Remembering the Old Songs:

Pretty Polly

by Bob Waltz
(Originally published: Inside Bluegrass, January 1997)

Last month we had a song about a little carpenter. This month, inflation being what it is, we're going to have a song about a big, murderous carpenter. Fortunately, he also gets his comeuppance.
This is, very possibly, the first bluegrass song I ever heard. Some time in the middle Sixties, my parents brought home a four record set called The Folk Box, which included a recording of this song by The Dillards. So I would have learned it when I was about six.

I was never really fond of Pretty Polly, though. Murder ballads are all very well, but pointless murder ballads? Not for me. (I never liked Banks of the Ohio much, either, and for the same reasons.)

It turns out, though, that Pretty Polly is not a pointless murder ballad. There's a plot, way back there in the dim and misty; it just never made its way across the Atlantic.

The earliest known version of the story (The Cruel Ship's Carpenter or The Gosport Tragedy; Laws P36) was printed around 1750. Since it was some thirty-five verses long, I won't burden you with quotations from it. But the plot was this.

Willie, the carpenter, has gotten Mary/Molly/Polly pregnant. He bids her to come to him to make plans for their wedding. She comes; he kills and buries her. So far, it looks like the American ballad (except that few American versions mention the pregnancy). But there is a second act.

Willie went to sea, but was not left in peace for long. The ship was not far from land when a girl with a child in her arms appeared on board. The lookout, who was half-drunk, ran to embrace her, and found it was a ghost. The captain seeks out the murderer, who goes mad and dies.

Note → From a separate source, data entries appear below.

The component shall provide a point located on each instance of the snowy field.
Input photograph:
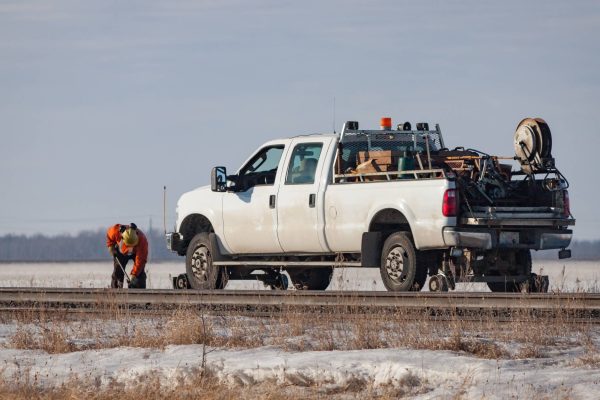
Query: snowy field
(567, 367)
(564, 276)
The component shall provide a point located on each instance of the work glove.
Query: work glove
(135, 282)
(113, 250)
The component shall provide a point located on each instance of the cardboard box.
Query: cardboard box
(382, 157)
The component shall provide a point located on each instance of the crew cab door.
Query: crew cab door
(300, 227)
(249, 213)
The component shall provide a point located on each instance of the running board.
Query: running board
(287, 264)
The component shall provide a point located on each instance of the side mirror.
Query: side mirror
(218, 179)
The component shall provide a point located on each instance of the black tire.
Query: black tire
(201, 272)
(523, 261)
(310, 278)
(400, 269)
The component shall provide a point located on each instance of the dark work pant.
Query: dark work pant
(118, 276)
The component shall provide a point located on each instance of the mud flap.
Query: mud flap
(371, 247)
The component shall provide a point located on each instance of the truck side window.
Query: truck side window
(262, 168)
(303, 163)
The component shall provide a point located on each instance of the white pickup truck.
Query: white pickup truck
(393, 199)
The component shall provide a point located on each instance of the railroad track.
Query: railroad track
(469, 305)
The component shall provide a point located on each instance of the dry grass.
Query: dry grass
(206, 387)
(520, 335)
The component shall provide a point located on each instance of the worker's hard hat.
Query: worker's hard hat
(130, 237)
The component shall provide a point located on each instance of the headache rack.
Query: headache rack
(386, 155)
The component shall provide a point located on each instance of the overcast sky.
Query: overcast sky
(104, 102)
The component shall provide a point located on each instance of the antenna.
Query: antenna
(334, 114)
(165, 208)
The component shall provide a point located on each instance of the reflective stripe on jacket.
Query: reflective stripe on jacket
(113, 238)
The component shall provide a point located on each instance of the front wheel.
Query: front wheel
(400, 270)
(201, 272)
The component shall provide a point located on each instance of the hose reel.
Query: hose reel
(533, 145)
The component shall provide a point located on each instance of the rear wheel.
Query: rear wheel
(201, 272)
(400, 269)
(310, 278)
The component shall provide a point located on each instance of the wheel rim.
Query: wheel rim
(433, 284)
(200, 263)
(394, 264)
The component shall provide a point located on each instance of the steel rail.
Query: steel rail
(322, 300)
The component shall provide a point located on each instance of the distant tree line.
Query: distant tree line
(91, 246)
(85, 246)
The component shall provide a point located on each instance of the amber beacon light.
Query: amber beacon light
(386, 123)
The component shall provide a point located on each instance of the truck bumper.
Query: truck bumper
(174, 240)
(486, 239)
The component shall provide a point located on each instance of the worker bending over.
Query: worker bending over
(133, 246)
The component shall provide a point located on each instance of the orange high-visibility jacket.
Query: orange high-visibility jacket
(113, 238)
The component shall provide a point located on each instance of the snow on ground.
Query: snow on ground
(564, 275)
(438, 374)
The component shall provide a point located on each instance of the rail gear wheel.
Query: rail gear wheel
(201, 272)
(181, 282)
(399, 269)
(311, 278)
(130, 237)
(438, 283)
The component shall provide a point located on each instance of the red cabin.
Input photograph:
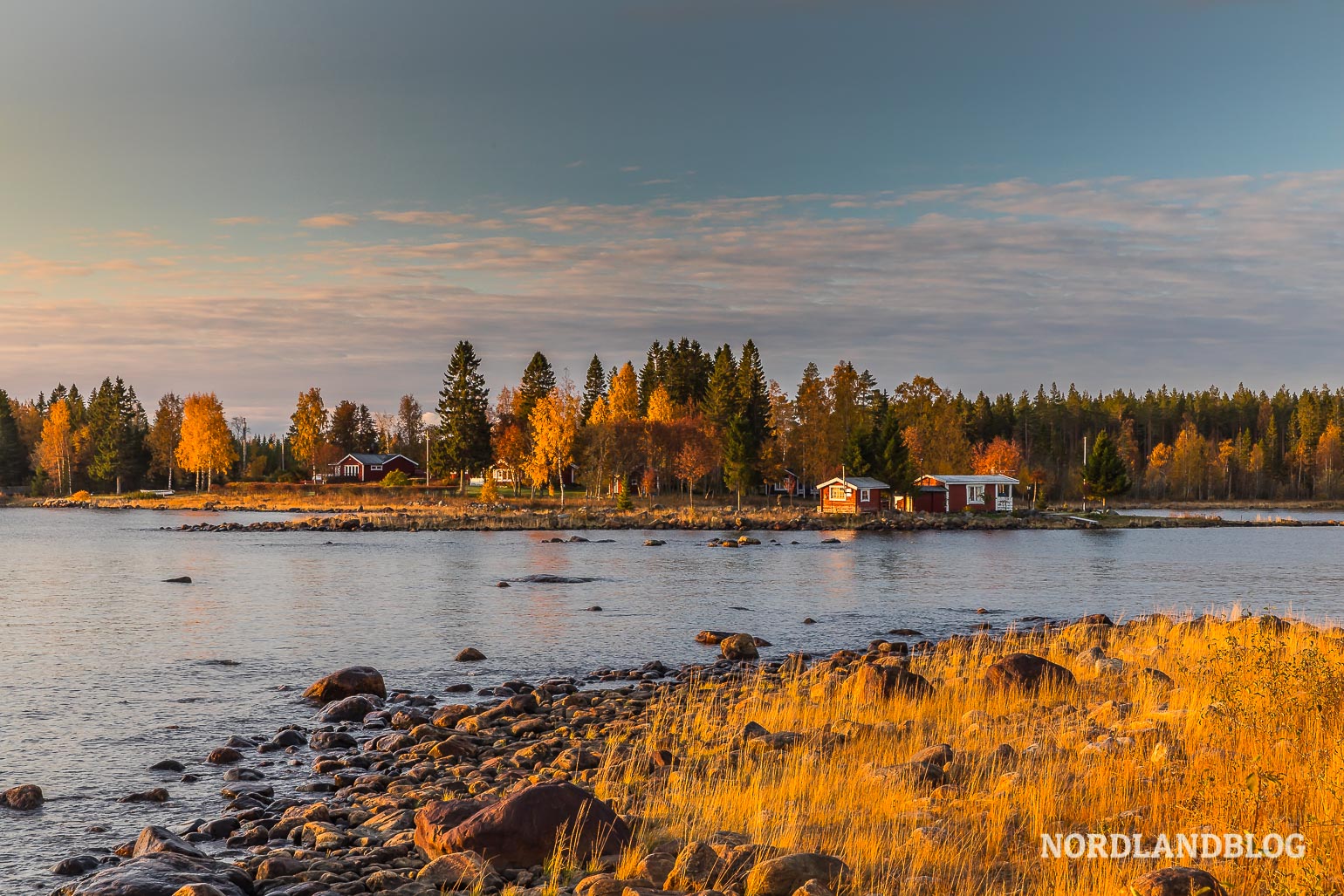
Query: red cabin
(956, 493)
(371, 468)
(853, 495)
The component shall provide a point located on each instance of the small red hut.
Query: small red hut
(853, 495)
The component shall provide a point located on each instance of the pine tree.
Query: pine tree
(538, 382)
(14, 463)
(1105, 472)
(464, 441)
(749, 428)
(594, 387)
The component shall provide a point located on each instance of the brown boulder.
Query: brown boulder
(22, 798)
(1027, 672)
(347, 682)
(871, 682)
(1176, 881)
(739, 646)
(522, 829)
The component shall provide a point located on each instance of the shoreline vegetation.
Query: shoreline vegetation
(903, 767)
(438, 510)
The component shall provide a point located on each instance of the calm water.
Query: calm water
(106, 669)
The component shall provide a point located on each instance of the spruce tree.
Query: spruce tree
(1105, 473)
(538, 382)
(464, 438)
(594, 387)
(14, 460)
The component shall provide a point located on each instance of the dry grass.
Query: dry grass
(1247, 739)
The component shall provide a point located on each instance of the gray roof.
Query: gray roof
(856, 482)
(374, 458)
(993, 478)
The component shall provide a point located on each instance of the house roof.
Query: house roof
(993, 478)
(856, 482)
(373, 458)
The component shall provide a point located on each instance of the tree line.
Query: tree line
(698, 421)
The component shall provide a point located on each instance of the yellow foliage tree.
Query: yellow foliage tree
(554, 422)
(57, 446)
(206, 443)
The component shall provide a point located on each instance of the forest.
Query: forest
(701, 422)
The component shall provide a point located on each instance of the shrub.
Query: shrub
(397, 480)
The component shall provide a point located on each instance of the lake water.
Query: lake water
(106, 669)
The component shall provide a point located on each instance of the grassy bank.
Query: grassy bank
(1245, 736)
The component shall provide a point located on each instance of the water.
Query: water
(106, 669)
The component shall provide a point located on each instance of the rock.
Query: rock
(161, 840)
(871, 682)
(22, 798)
(522, 829)
(458, 871)
(786, 873)
(1027, 672)
(350, 709)
(739, 646)
(74, 865)
(163, 875)
(156, 796)
(223, 756)
(347, 682)
(1176, 881)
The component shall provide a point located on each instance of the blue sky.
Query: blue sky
(254, 198)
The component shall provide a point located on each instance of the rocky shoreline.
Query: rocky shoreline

Later versions of the ballad were shorter and more pointed. In these, the ghost did not merely seek out the villain, but herself undertook to deal with him, carrying him away from the ship or even tearing him to pieces. Some of these versions made it to America, though I have yet to hear a recording of any of them.

From there it was but a hop, skip, and a long omission to the American form. There were some transformations along the way (e.g. the British versions use the standard four-line stanza, whereas many American versions use the three-line arrangement shown here). But the basic process was just one of losing bits and pieces along the way. The song also developed a variety of tunes; the one shown here is a rather unusual form of a common family, but there is also one in major, and another minor form with a four-line stanza. Most are pentatonic and easy to harmonize.

I thought about printing the Dillards version of the song, and also about printing the version that I know best (which, curiously, I cannot locate on record). But I finally decided on this very old-time version, recorded by Dock Boggs for Folkways. It is substantially fuller than the usual American versions, and offers more picturesque details.

The melody here is related to the one I use; the last two lines are nearly identical. The first phrase, however, is very different; my version clusters about G whereas this one clusters about the tonic E. (If that doesn't mean anything to you, think of it this way: Mine sounds like the tenor line to the Boggs version.) Both are made for clawhammer banjo; if you want, you can set up in Em and just flail away. You can add some spice by hammering in A notes at appropriate points. And the tenor harmony is almost trivial. So go ahead, have fun. Just don't listen to the words too closely.

Pretty Polly

Complete Lyrics:

I courted Pretty Polly the live-long night
I courted Pretty Polly the live-long night
Then left her next morning before it was light.

Polly, pretty Polly, come go away with me,
Before we get married some pleasure to see.

He led her over the fields and the valleys so wide
Until pretty Polly, she fell by his side.

Oh Willie, oh Willie, I'm afraid of your ways
I'm afraid you will lead my poor body astray.

Pretty Polly, pretty Polly, your guess is just right
I dug on your grave the best part of last night.

She threw her arms around him and trembled with fear
How can you kill the poor girl that loves you so dear?

There's no time to talk and there's no time to stand
Then he drew his knife all in his right hand.

He stabbed her to the heart and her heart's blood did flow
And into the grave pretty Polly did go.

He threw a little dirt over her and started for home
Leaving no one behind but the wild birds to mourn.


Bibliography

Versions of this song can be found in many books. I've seen it in The Bluegrass Songbook, as well as the Music for Millions Hootenany Song Book.

More scholarly versions are equally common. Malcolm Laws gives an extensive bibliography in British Broadsides (where this is item P36), but many of these are "The Cruel Ship's Carpenter."

Vance Randolph's Ozark Folksongs lists three versions, and other Ozark versions have been found. Lorraine Wyman and Howard Brockway listed two versions from the Appalachians. There are even Canadian versions known.

The number of recordings is simply too large to list here. In addition, Woody Guthrie used the tune for his song "Pastures of Plenty."